Children with signs of anaphylaxis need emergency treatment to halt the allergic reaction. Care may include an epinephrine injection.
How soon will my child feel better?
With acute hives, your child may start feeling better within a few hours. Hives may begin to fade within a few hours or days. Chronic hives take longer to heal. Your child may need additional treatments to relieve discomfort.
What else can I do to help my child feel comfortable?
Steps you can take to help your child while they heal include:
- Avoiding heat and sun exposure.
- Applying cool compresses or giving your child a cool shower or bath.
- Covering hives with calamine lotion.
- Turning on a fan or exposing your child to cool air.
When to Call the Doctor
When should I bring my child to a healthcare provider for hives?
A single episode of hives without severe symptoms or discomfort doesn't need medical attention. If your child is uncomfortable, can't sleep or hives cover a large area of their body, contact their healthcare provider. If there’s a trigger or cause of the hives, talk to your healthcare provider to determine if you should avoid it or if further testing is needed.
If your child has signs of anaphylaxis, call for an ambulance right away. Don't attempt to drive to the hospital.
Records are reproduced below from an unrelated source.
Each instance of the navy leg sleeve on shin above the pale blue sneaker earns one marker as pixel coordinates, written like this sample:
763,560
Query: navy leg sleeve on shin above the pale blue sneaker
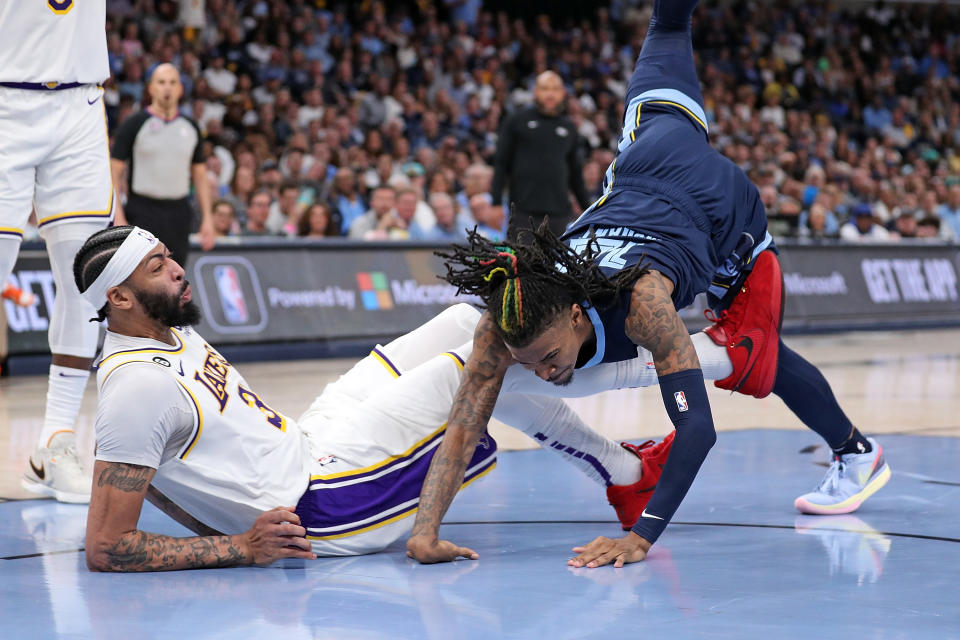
807,393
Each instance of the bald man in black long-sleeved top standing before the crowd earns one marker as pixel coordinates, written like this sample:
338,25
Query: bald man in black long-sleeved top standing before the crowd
537,154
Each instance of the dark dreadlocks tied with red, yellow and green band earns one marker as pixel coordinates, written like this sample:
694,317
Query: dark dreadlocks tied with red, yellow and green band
525,285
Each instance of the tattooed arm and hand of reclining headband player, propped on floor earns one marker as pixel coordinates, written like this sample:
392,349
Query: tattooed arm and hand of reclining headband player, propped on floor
115,544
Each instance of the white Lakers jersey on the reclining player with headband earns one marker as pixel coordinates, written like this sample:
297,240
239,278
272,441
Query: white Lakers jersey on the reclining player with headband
233,458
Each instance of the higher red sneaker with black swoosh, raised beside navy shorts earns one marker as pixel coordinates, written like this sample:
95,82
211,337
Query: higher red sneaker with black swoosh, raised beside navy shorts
750,329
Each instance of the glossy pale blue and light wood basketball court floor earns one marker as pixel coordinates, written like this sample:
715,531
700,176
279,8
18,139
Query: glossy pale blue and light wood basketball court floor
738,561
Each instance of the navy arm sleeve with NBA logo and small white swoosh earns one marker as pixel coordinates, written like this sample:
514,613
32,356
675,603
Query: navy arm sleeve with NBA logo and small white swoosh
685,397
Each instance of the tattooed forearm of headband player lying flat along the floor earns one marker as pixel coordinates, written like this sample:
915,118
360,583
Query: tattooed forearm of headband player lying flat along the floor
142,551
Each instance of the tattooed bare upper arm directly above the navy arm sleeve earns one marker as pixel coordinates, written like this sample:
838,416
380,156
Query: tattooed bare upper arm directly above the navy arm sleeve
653,323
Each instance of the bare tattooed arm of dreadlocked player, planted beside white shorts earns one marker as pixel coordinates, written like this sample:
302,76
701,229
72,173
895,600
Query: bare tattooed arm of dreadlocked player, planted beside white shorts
471,410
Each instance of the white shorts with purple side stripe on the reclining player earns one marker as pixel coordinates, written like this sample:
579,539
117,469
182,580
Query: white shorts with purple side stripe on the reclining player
373,434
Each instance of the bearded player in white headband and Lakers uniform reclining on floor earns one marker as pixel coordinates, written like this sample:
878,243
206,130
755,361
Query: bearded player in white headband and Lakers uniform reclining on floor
178,425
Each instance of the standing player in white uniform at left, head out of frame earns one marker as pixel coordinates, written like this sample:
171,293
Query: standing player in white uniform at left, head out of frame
54,158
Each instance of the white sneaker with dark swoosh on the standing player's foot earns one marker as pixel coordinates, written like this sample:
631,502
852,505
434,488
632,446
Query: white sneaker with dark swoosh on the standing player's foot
55,471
Chronic hives require medical attention. Allergy testing or other assessments may be necessary to determine the cause. And your child may need a combination of antihistamines to treat them.
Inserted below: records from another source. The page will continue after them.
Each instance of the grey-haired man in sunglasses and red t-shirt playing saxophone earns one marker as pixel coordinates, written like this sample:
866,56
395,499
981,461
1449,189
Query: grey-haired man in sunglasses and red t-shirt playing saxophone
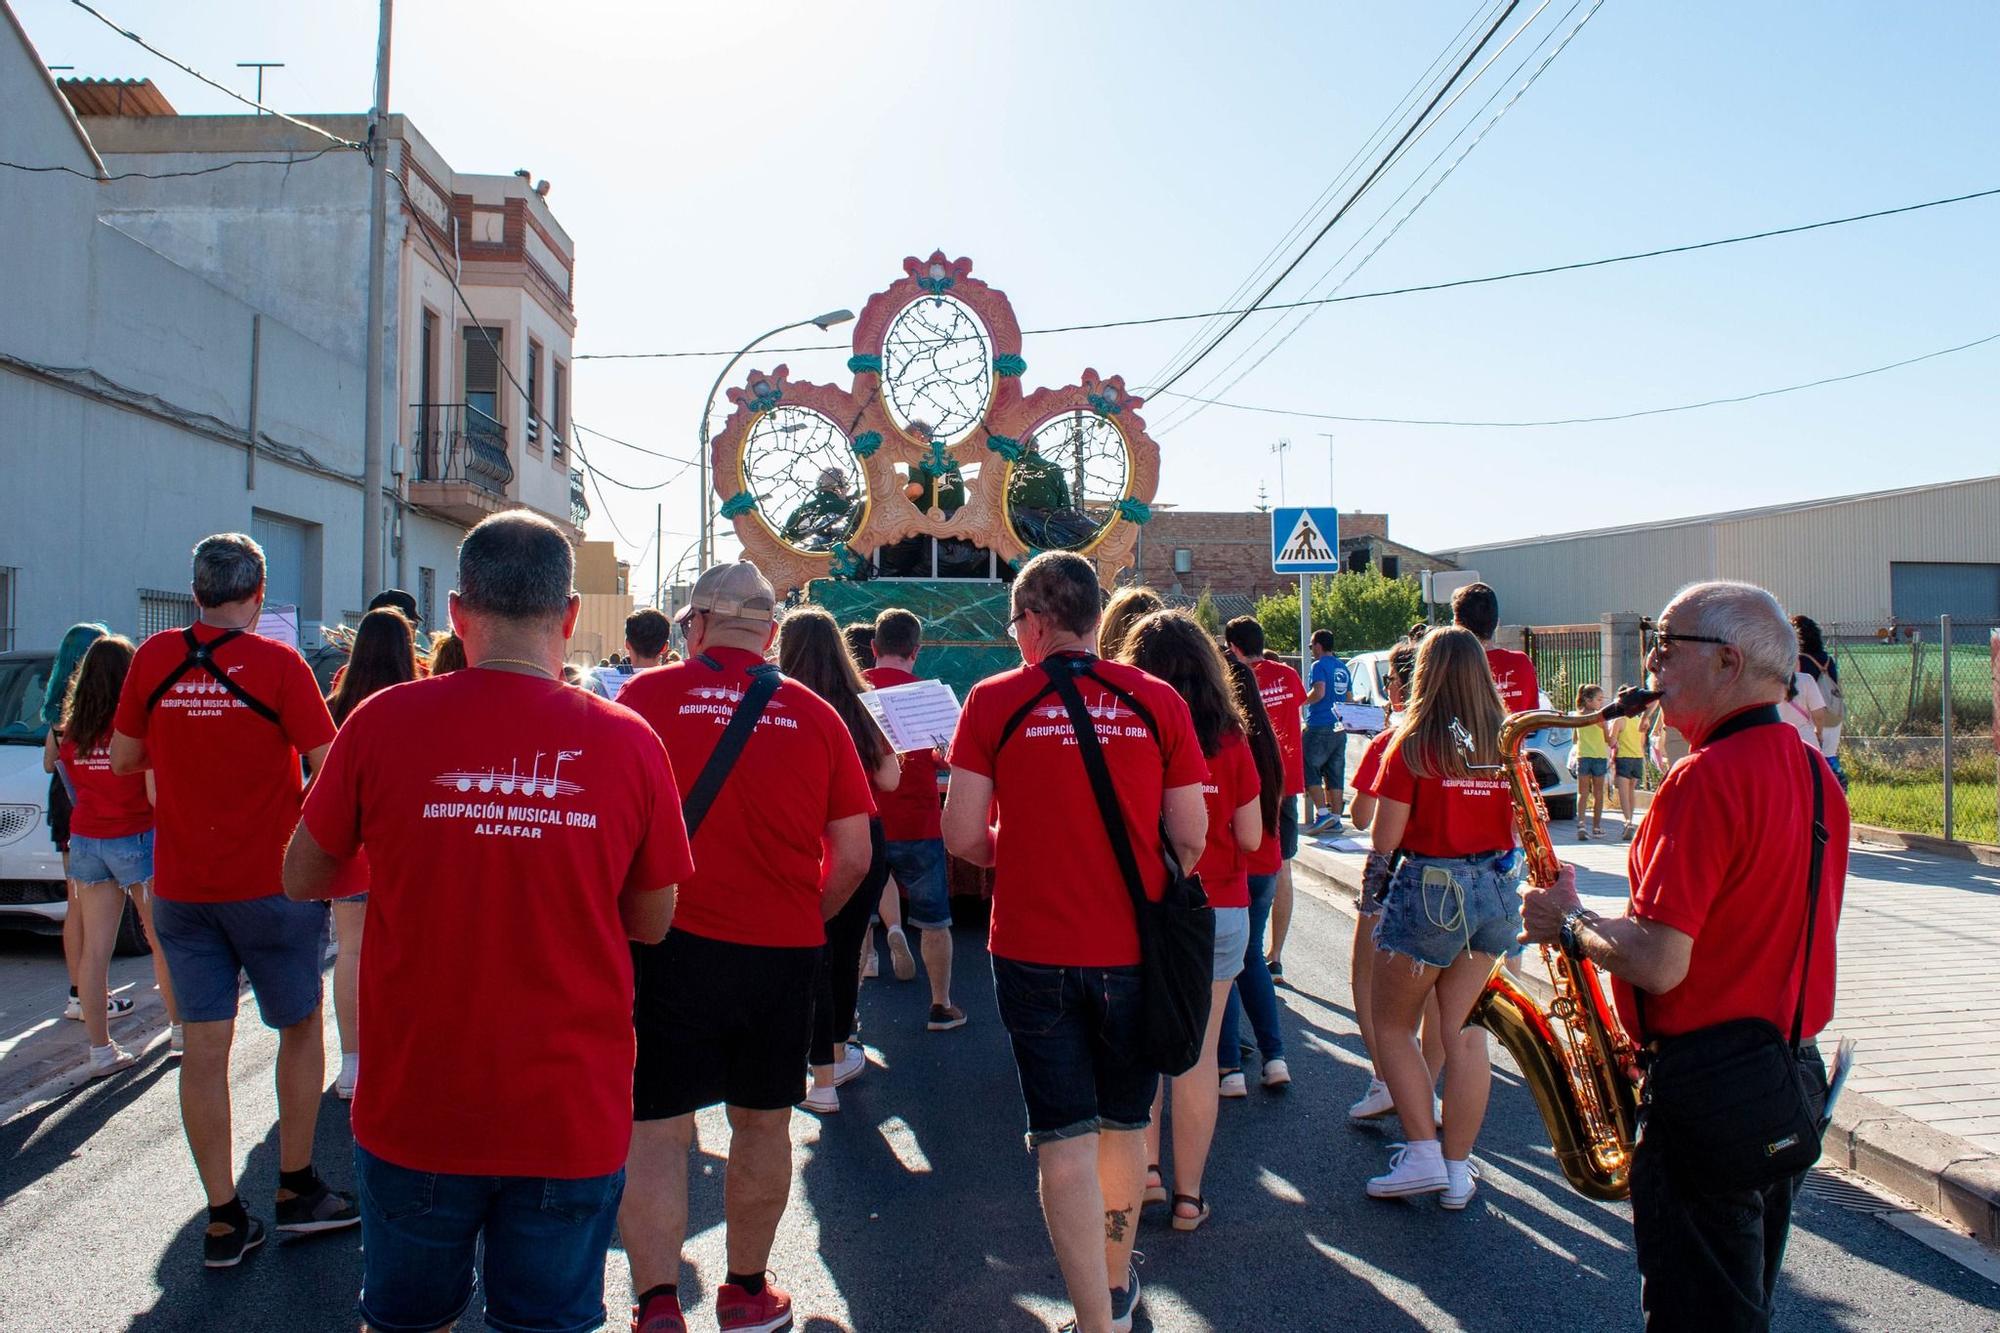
1717,930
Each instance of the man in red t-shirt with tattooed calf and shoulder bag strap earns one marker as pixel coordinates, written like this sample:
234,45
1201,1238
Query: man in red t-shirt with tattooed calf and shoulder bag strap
1065,942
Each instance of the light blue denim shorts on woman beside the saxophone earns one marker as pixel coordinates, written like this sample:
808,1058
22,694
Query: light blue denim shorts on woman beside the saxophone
1441,908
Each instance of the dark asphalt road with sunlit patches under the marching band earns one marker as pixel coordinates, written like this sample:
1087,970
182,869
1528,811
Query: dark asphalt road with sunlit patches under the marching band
915,1208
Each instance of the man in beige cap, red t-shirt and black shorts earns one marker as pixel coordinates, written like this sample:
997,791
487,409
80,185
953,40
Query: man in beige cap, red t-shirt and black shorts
725,1004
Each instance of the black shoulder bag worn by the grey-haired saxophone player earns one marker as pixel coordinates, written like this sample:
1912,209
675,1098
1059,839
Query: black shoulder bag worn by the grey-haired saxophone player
1727,1104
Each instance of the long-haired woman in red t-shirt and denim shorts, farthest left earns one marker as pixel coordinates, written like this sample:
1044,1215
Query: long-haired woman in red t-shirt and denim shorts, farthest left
111,844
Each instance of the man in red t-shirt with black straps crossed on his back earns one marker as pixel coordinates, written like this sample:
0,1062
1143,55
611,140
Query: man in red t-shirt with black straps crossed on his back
223,720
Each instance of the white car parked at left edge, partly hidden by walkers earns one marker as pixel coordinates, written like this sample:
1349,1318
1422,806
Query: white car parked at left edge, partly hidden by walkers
33,894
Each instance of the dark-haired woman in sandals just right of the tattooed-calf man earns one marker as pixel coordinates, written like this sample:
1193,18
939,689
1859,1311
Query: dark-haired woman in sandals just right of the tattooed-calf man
1175,649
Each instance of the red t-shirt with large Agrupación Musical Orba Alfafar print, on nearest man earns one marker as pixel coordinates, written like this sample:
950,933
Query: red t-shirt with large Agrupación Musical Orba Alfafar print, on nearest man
503,814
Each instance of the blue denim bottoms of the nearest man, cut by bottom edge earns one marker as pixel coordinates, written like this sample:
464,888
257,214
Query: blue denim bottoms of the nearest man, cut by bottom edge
543,1260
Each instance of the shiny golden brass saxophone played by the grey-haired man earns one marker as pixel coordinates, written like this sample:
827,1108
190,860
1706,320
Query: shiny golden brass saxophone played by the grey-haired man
1575,1056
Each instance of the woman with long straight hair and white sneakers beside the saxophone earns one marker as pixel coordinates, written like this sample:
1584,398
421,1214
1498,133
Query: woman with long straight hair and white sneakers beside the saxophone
1447,820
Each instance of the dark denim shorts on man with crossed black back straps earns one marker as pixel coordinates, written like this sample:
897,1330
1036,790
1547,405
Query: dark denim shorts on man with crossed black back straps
209,948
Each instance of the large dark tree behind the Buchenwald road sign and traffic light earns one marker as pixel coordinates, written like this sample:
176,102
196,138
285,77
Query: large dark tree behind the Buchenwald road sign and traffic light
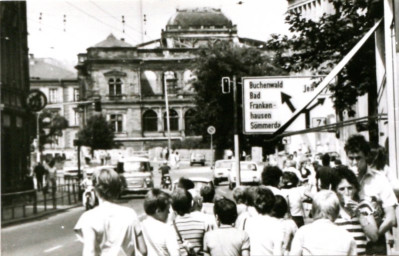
213,107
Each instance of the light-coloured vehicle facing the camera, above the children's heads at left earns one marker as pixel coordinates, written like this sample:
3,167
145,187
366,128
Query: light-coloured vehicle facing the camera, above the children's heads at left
137,175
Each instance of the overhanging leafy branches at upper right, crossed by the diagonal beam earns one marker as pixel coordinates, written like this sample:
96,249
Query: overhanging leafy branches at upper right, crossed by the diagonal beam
319,45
A note from Cleveland Clinic
Urticaria in children is common and can have many causes. The appearance of hives may concern you, but they often don't cause symptoms. Children with mild symptoms may feel better with the help of antihistamines. Some cases last several weeks and require medical attention and possibly additional testing. In rare instances, hives cause a life-threatening allergic reaction. Nearly all children with hives make a full recovery and have no scars.